Hoy es un día grande para la Fundación. Lo es por tratarse de algo tan festivo como la entrega de unos premios, pero también por su cada vez más numerosa concurrencia y repercusión. No estamos ya lejos de una entrega de los Oscar o de los Goya, y creo que debemos copiar de ellos tres cosas: hacer muchos agradecimientos, meterse con las autoridades y decirle algo bonito a los premiados.

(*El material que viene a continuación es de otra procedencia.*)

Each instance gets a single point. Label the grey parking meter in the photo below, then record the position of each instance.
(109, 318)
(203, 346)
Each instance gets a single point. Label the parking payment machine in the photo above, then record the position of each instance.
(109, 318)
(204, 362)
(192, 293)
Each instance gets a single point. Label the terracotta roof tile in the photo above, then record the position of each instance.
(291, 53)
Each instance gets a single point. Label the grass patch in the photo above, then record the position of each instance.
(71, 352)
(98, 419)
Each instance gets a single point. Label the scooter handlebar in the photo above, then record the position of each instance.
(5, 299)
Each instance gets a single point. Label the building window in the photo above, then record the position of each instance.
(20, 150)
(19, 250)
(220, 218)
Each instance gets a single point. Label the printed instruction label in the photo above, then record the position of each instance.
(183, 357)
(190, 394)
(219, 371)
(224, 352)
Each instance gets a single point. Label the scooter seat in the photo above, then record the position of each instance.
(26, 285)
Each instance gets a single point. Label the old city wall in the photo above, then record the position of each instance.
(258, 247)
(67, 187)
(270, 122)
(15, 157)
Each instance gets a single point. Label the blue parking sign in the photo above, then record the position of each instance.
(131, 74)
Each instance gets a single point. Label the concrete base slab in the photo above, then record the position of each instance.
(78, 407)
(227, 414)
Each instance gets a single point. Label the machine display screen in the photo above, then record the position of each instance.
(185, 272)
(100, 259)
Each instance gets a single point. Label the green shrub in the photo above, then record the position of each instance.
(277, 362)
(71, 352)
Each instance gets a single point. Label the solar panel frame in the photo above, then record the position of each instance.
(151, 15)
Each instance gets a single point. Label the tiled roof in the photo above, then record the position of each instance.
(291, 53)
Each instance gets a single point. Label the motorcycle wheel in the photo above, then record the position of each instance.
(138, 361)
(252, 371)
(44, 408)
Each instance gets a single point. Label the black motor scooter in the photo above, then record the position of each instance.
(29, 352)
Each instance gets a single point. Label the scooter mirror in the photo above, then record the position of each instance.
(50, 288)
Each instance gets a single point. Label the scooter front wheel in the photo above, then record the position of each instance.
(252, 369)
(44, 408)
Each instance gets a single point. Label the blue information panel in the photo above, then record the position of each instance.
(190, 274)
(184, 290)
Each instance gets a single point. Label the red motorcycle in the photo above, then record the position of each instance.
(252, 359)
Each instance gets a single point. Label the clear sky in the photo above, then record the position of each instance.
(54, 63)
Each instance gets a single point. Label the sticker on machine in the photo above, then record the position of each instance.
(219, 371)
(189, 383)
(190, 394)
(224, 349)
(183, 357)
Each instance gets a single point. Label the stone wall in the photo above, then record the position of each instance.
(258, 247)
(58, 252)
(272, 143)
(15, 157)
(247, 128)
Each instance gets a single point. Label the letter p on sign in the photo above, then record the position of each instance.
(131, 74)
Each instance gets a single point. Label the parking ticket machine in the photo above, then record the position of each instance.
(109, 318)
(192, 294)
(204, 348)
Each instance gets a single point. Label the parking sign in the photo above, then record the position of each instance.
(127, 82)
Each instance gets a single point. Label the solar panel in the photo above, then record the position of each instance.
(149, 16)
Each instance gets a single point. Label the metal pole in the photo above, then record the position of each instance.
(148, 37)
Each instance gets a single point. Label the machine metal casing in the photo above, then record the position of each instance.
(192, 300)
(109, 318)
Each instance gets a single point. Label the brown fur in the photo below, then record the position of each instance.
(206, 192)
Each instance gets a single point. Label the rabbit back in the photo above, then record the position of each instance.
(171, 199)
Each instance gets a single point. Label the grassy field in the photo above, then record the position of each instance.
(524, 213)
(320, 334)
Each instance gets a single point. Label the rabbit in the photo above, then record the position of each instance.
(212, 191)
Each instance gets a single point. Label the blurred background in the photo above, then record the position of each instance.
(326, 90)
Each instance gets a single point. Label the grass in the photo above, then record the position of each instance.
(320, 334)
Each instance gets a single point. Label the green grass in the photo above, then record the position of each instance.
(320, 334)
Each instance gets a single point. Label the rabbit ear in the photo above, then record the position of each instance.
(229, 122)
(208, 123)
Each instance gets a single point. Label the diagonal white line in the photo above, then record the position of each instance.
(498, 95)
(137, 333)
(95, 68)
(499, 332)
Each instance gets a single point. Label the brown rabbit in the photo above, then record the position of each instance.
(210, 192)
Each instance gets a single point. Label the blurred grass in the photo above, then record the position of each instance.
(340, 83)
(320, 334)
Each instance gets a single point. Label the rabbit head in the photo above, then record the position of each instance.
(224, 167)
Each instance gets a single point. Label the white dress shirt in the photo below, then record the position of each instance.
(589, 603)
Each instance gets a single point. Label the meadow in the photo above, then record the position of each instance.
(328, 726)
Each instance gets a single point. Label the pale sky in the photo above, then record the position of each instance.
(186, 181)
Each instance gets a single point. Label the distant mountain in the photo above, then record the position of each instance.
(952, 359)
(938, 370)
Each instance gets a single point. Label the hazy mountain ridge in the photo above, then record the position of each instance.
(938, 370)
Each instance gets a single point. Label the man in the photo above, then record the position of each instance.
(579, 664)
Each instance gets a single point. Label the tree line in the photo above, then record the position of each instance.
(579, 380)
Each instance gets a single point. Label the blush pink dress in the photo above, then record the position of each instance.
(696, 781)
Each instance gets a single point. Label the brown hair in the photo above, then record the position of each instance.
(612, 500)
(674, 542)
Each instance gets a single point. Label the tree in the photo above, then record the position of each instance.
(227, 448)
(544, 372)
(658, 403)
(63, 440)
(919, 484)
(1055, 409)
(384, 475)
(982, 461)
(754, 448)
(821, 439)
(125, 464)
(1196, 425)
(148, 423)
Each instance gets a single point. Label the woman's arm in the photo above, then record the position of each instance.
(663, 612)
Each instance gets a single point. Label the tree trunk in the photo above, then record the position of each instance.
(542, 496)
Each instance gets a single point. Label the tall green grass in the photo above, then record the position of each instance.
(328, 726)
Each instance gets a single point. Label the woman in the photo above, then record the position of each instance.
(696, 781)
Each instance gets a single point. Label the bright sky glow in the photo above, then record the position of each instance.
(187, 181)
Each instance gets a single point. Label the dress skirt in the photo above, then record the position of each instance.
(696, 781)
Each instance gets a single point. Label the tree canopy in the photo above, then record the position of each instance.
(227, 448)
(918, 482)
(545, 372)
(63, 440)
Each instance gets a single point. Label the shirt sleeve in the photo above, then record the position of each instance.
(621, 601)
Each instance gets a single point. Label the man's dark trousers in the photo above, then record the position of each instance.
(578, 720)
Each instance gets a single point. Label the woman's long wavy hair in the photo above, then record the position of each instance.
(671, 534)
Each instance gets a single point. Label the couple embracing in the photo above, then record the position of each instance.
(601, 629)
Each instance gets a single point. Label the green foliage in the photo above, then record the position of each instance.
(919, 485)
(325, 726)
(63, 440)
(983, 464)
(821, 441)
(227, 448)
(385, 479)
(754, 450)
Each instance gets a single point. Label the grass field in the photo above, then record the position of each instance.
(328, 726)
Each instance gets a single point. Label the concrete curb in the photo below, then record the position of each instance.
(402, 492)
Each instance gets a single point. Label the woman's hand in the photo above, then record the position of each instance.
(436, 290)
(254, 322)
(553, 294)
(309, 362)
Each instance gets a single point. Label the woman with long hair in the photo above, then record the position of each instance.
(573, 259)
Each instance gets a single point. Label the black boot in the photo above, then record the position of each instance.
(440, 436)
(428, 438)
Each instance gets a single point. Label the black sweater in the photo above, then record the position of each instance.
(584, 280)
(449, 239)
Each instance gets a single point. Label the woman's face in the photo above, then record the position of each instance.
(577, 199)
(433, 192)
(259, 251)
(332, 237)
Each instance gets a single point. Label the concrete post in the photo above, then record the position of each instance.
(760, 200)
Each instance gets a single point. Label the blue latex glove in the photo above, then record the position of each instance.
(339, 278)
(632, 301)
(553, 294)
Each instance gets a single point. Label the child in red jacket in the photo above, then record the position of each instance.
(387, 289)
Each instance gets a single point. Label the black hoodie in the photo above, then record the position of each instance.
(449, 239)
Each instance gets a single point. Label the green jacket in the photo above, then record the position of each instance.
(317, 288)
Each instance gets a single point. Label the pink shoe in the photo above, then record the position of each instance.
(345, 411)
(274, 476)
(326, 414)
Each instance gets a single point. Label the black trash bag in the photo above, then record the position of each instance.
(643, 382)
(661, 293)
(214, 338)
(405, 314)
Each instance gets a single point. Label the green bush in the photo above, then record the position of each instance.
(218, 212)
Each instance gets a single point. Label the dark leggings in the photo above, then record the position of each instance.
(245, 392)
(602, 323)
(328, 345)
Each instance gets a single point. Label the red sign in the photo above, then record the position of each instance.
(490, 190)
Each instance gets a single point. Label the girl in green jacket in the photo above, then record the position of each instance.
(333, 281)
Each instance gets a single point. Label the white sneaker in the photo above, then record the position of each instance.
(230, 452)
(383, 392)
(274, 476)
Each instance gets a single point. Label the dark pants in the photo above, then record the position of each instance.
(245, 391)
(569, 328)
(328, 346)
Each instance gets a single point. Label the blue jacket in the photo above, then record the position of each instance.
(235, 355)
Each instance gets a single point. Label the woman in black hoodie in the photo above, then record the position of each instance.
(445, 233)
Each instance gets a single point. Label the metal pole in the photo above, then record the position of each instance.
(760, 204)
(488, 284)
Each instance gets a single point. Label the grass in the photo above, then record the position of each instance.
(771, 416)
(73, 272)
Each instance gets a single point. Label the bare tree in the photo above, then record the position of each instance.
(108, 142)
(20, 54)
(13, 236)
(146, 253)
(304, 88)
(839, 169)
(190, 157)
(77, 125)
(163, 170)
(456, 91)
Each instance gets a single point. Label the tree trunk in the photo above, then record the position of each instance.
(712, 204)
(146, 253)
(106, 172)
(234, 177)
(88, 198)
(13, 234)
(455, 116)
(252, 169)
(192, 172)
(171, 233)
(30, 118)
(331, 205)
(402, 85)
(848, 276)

Con las autoridades no voy a hacer sangre. Solo diré que hay muchas, más que nunca: ministros, secretarias de estado, diputados, ex vicepresidentes del Congreso. Me pregunto si es que la Fundación se está adocenando o al contrario, que estamos llegando al poder. No sé qué contestar: sólo digo que el año pasado quise pasar por moderno y me quité la corbata y este año me la pongo de nuevo. Es broma, me consta que quienes están presentes son autoridades que comulgan con nuestros ideales de democracia, Estado de Derecho y regeneración.

En cuanto a los agradecimientos, diré “muchas gracias”, en primer lugar, a todos los asistentes por permitir, pagando la cena, que se celebre este acto, tan grato y tan importante para la Fundación. Con esta que sabemos es frugal colación contribuís a nuestro propósito fundacional.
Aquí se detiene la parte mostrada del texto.